On a cloudless night - and there are many of them on Exmoor - the sky just stretches out forever over the quiet landscape where often the hooting of owls is the only noise to be heard.  Lift your  head and you will see stars everywhere, twinkling bright and so close that you think you could touch them. 

The Milky Way is easily spotted as are all the star formations most of us know. Depending on the time of year, the Great Bear and Orion can easily be recognised.  Some very lucky people have even been able to watch the Northern Lights on Exmoor as there is no light pollution on the moor. What else could be better than camping out on the top of the moor, with only the stars above you?

For those who wish to take a closer look, telescopes are available to hire from the National Park centres. Stargazing can be taken to an entirely new level on Exmoor!

The skies over Exmoor are actually so amazing that the International Dark Skies Association designated the Exmoor Dark Sky Reserve in 2011. The core of the reserve reaches from Brockwell Farm near Wootton Courtenay in the east to Challacombe Common in the west, covering 83 square kilometres. Within this core area there is no housing, not even a farm. Blackpitts Bungalow and the Pinkery Education Centre, which are both owned by the Exmoor National Park Authority, are the only two occupied buildings within those 83 square kilometres. Heather and grass moors cover the lonely landscape.

A buffer area of 98 square kilometres surrounds the core.  Only a few small settlements can be found here. Simonsbath, Exford, Luccombe and Wootton Courtenay have no streetlights and only a few houses. The rest of the Dark Skies Reserve is mainly farmed landscape.

Many people come to camp at Wimbleball Lake to watch the stars.  Others trek up to Dunkery Beacon, Exmoor’s highest hill, where the view reaches across the Bristol Channel far into Wales in the north.  If they stay long enough, they will be able to watch the sun rise over the Quantocks in the east.

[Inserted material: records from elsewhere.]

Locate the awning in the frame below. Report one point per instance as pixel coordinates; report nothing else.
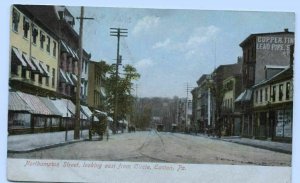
(86, 110)
(101, 113)
(74, 78)
(43, 66)
(19, 56)
(66, 107)
(63, 76)
(69, 78)
(64, 47)
(102, 92)
(48, 102)
(245, 96)
(37, 65)
(36, 105)
(28, 61)
(16, 103)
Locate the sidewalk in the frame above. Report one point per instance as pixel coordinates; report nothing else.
(31, 142)
(263, 144)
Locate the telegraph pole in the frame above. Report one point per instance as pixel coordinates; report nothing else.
(78, 87)
(117, 32)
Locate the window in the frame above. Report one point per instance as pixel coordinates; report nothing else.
(42, 39)
(54, 48)
(23, 74)
(40, 79)
(47, 78)
(25, 27)
(32, 76)
(287, 90)
(14, 68)
(85, 68)
(35, 33)
(266, 94)
(256, 96)
(280, 92)
(48, 44)
(15, 20)
(274, 94)
(260, 95)
(53, 77)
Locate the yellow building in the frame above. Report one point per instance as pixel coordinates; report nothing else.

But even if you are more a fan of creature comforts, and spending a night in a tent is not quite your thing, you will be stunned by the brightness of the sky on your way home from one of Exmoor’s many rural pubs and restaurants.  If you are walking back to your B&B or take a stroll back to your car, stop, look up and be amazed: The number of stars twinkling back at you is breathtaking.

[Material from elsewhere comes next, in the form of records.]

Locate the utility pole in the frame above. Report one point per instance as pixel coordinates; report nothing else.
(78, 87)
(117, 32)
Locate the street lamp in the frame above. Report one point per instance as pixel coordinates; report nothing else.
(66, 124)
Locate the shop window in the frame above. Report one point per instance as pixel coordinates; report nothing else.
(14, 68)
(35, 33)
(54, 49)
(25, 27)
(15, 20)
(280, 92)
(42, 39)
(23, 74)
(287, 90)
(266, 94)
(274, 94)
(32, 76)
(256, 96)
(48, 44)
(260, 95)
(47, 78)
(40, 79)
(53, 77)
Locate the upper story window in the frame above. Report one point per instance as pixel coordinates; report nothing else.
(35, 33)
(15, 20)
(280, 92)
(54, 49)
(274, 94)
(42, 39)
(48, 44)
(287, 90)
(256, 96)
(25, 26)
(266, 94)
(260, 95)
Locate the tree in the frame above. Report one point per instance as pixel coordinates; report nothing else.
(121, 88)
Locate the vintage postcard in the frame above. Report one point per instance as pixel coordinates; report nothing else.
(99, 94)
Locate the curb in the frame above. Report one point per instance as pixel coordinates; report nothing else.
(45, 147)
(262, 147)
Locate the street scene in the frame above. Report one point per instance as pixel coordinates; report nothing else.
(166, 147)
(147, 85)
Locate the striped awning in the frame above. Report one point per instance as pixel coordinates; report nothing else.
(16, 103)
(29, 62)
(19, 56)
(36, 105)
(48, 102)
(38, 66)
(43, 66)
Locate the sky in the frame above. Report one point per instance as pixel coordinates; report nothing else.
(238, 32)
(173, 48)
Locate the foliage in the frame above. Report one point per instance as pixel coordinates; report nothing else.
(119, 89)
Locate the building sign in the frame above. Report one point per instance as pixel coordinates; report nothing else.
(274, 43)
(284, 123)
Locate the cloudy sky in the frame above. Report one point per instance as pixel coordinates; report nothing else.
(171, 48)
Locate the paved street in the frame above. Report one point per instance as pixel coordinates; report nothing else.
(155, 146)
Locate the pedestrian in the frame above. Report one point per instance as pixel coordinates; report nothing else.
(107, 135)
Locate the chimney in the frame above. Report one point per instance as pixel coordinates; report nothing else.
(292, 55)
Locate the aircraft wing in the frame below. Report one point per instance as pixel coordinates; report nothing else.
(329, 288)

On the other hand, if it is a cloudy or moonless night, be prepared to be engulfed by total darkness.  With no light showing from buildings or the sky lit up by streetlights in nearby towns, it is dark. Very dark. You will hear the wind rustling through the leaves, and bats whizzing past. There is always an owl nearby to say hello, and usually never-sleeping sheep will be muttering in a field nearby.  It is the perfect place to heal your soul and revive your senses.

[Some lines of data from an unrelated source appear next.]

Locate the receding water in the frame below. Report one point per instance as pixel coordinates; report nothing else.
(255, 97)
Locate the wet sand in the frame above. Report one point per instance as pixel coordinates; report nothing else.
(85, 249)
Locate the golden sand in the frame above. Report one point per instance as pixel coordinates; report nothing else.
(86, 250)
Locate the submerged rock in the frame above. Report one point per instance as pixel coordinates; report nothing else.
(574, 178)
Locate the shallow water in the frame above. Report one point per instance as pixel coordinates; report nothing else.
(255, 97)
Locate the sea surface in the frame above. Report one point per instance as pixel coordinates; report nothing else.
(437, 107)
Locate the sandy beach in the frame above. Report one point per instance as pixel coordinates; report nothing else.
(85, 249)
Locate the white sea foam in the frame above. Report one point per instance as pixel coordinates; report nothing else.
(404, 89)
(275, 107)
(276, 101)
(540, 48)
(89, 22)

We do recommend, however, to carry a torch, just in case, when you are walking in total darkness.  And when you are driving across the moor on a dark night, be prepared for animals on the lane.  Cattle and Exmoor Ponies roam free as do sheep who like to rest on the warm road. More often than not they consider that they were there first and thus need not move.  Don’t get worked up about this - you are on holidays, and until they eventually move, just enjoy the moment.